Breakfast (scrambled eggs with sides of spinach and sausage)
  • Scrambled eggs: 2 large + 1 tbsp palm oil
  • Mozzarella cheese: 1 oz
  • Pork sausage: 2 links (48 g)
  • Chopped frozen spinach, boiled: 3/4 cup (142.5 g) + 1.5 tbsp butter
Snack
  • 1/2 Avocado: 67 g
  • Swiss cheese: 2 oz (56 g)
Lunch (broiled salmon and a side salad)
  • Broiled Atlantic salmon: 4 oz + 1 tbsp butter
  • Mixed baby greens: 2.5 cups
  • Diced tomatoes: 1/4 cup
  • Chopped onion: 1/8 cup
  • Feta cheese: 1 oz
  • Black and green olives: 4 each
  • Blue cheese dressing: 1.5 tbsp
Snack
  • Peanuts, oil-roasted: 1 oz
  • Hood Calorie Countdown milk: 1/2 cup
Dinner (sirloin with sauteed mushrooms and cauliflower ‘‘mashed” potatoes)

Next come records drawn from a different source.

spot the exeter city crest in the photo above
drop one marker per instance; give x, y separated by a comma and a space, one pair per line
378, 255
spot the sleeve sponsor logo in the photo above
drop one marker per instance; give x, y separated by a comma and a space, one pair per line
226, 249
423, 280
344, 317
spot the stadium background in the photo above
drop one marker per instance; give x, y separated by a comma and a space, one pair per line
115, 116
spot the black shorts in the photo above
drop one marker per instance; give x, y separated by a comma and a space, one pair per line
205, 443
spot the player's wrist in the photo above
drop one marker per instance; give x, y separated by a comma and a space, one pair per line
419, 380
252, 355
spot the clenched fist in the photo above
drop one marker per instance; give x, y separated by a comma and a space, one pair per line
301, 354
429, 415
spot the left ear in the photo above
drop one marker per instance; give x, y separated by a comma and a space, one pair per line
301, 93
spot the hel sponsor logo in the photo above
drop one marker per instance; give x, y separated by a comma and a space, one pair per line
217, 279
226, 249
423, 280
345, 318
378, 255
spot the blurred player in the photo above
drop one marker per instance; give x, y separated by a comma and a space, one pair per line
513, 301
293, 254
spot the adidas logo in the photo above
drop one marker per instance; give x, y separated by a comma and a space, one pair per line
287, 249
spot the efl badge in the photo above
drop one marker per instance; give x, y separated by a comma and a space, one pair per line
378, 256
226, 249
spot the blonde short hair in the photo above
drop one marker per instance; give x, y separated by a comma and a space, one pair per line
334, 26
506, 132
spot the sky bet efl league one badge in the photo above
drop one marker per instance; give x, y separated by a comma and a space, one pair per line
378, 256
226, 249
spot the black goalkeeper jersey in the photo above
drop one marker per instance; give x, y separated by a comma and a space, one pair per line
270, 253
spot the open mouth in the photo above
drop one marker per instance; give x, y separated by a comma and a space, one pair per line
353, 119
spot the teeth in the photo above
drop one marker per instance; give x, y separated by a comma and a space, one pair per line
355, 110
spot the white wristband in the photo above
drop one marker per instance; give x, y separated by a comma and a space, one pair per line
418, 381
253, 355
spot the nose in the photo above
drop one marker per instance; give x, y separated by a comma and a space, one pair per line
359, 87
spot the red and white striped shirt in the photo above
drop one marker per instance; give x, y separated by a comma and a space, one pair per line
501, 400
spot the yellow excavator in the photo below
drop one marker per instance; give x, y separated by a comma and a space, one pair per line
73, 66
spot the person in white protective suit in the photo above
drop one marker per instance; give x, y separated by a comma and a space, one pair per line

  • Beef sirloin tips: 3 oz
  • Olive oil: 1.5 tbsp
  • Sauteed mushrooms: 1/4 cup
  • Olive oil cooking spray
  • Cauliflower ‘‘mashed potatoes’’: boiled cauliflower 1 cup + shredded cheddar cheese 1 oz + Butter 1 tbsp
  • Sugar-free jello: 1/2 cup (121 g)
Macronutrients:
  • Protein: 134 g
  • Carbohydrates: 42 g, Fiber 20 g
  • Fat: 204 g
  • Cholesterol: 853 mg
  • SFA: 81 g
  • MUFA: 78 g
  • PUFA: 28 g
Reproduced from Volek and Phinney (2013), Nutrition Today
Now on to the second paper in the European Journal of Clinical Nutrition titled “Beyond weight loss: a review of the therapeutic uses of very-low-carbohydrate (ketogenic) diets”. This is a comprehensive scientific review of the evidence and emerging evidence for the treatment and prevention of a range of chronic diseases with carbohydrate restricted (ketogenic) diets. I have adapted one of their figures into two new ones, showing the state of scientific evidence (strong and emerging separately) for “therapeutic uses of the ketogenic diet”. Hopefully these figures are self-explanatory.
I draw your attention to the “suggested mechanisms” under each one. I’m not going to go into these in detail but it is worth looking at these two figures and noting a few things:
  1. Carbohydrate restricted diets are a legitimate and well documented approach to the treatment of a wide range of issues.
  2. There are common mechanisms, mostly about reducing the load of insulin the body has to deal with. This is because the body has to dispose of less dietary carbohydrate. This point is seemingly lost on most in the field of chronic disease prevention and treatment. Hyperinsulinemia is a problem in itself, reducing it helps.
  3. As well, there are associated mechanisms associated with high insulin. There are problems in the IGF pathway, mitochondrial function, and inflammation.
Slide1
Slide2
There is now strong evidence to show that low carbohydrate diets are safe and effective treatments for several conditions, and have some likely positive effects for other conditions.
So that’s it. Two great papers. Hopefully I have captured the essence of what they are saying and where the evidence is at. This is important to get out there into the public and health community. While it’s all behind the paywalls of journals it won’t. So hopefully this helps.